Ludlow and Diskant pose as dirty cops, forcing Scribble to arrange a meeting with the killers masquerading as Fremont and Coates. Diskant recognizes them, but he and Scribble are killed in the ensuing gunfight. Ludlow kills both assailants, but sees on the news that they were Los Angeles County Sheriff's Department deputies.

Declared a "cop killer", Ludlow is arrested by fellow detectives Santos and Demille, who admit to killing the real Fremont and Coates and planting evidence to frame them for Washington's murder. He realizes that Washington was actually informing on Wander, who is the one behind the evidence room theft. Before Santos and Demille can execute him, Ludlow manages to break free and kill both of them. He saves Linda from Sergeant Mike Clady, sent by Wander to recover the surveillance footage and kill her, subduing him and locking him in his trunk.

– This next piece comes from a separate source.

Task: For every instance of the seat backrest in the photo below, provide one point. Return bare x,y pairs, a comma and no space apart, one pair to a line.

Ludlow confronts Wander at home, handcuffing him after a brawl. Wander confesses that he has incriminating evidence against high-ranking officials to use to become LAPD chief and, eventually, mayor. Revealing a stash of ill-gotten money and blackmail documents hidden inside his walls, Wander declares his actions were for the sake of Ludlow and their unit, but Ludlow shoots him dead. Biggs arrives, admitting he used Ludlow to bring down Wander on behalf of those in power, and tells him that the department still needs him.

==Production==
In 1997, David Fincher had entered negotiations to direct the film, under its original title The Night Watchman, from a screenplay by James Ellroy for New Regency and Warner Bros.

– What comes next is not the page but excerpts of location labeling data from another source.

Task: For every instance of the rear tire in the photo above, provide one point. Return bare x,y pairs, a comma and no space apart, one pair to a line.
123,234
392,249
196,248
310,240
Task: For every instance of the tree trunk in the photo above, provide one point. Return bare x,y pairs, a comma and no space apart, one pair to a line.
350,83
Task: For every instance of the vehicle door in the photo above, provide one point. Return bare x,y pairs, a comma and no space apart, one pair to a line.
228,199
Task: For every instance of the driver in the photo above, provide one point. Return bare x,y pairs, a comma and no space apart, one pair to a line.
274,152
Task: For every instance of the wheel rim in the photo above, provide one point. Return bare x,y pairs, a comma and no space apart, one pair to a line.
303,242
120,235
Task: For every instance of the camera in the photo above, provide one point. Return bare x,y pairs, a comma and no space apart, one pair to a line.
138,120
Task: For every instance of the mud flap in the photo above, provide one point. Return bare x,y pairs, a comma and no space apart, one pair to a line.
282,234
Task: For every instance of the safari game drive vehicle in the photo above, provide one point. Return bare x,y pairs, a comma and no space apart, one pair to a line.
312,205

In 2004, it was announced that Spike Lee would be directing the film for a 2005 release. In 2005, it was announced that Oliver Stone was in talks to direct the film. However, Stone later denied this. Training Day screenwriter David Ayer took over the project.

On February 5, 2008, it was announced that Fox Searchlight Pictures changed the film's title from The Night Watchman to Street Kings.

==Reception==
===Critical response===
On Rotten Tomatoes 37% of 150 reviews of the film are positive with average rating of 5.11/10. The site's consensus reads, "Street Kings contains formulaic violence but no shred of intelligence." On Metacritic, the film has a score of 55 out of 100 based on 28 critics, indicating "mixed or average reviews".

===Box office===
In its opening weekend, the film grossed $12.5 million from 2,467 theaters, finishing second at the box office. It went on to gross $26.4 million domestically and $39.2 million internationally for a total of $65.6 million.

== Home media ==

The DVD was released on August 19, 2008, as a single-disc offering with director commentary, and 2-disc special-edition set with numerous documentaries, interviews and a digital copy of the film. It is also available on Blu-ray disc with all the special features of the 2-disc DVD version. By January 2009, the film had made $14.6 million from DVD sales.

==Sequel==
The film is followed by a sequel, Street Kings 2: Motor City, released direct-to-video in 2011. Other than both featuring Clifton Powell (playing different roles), the films are unrelated.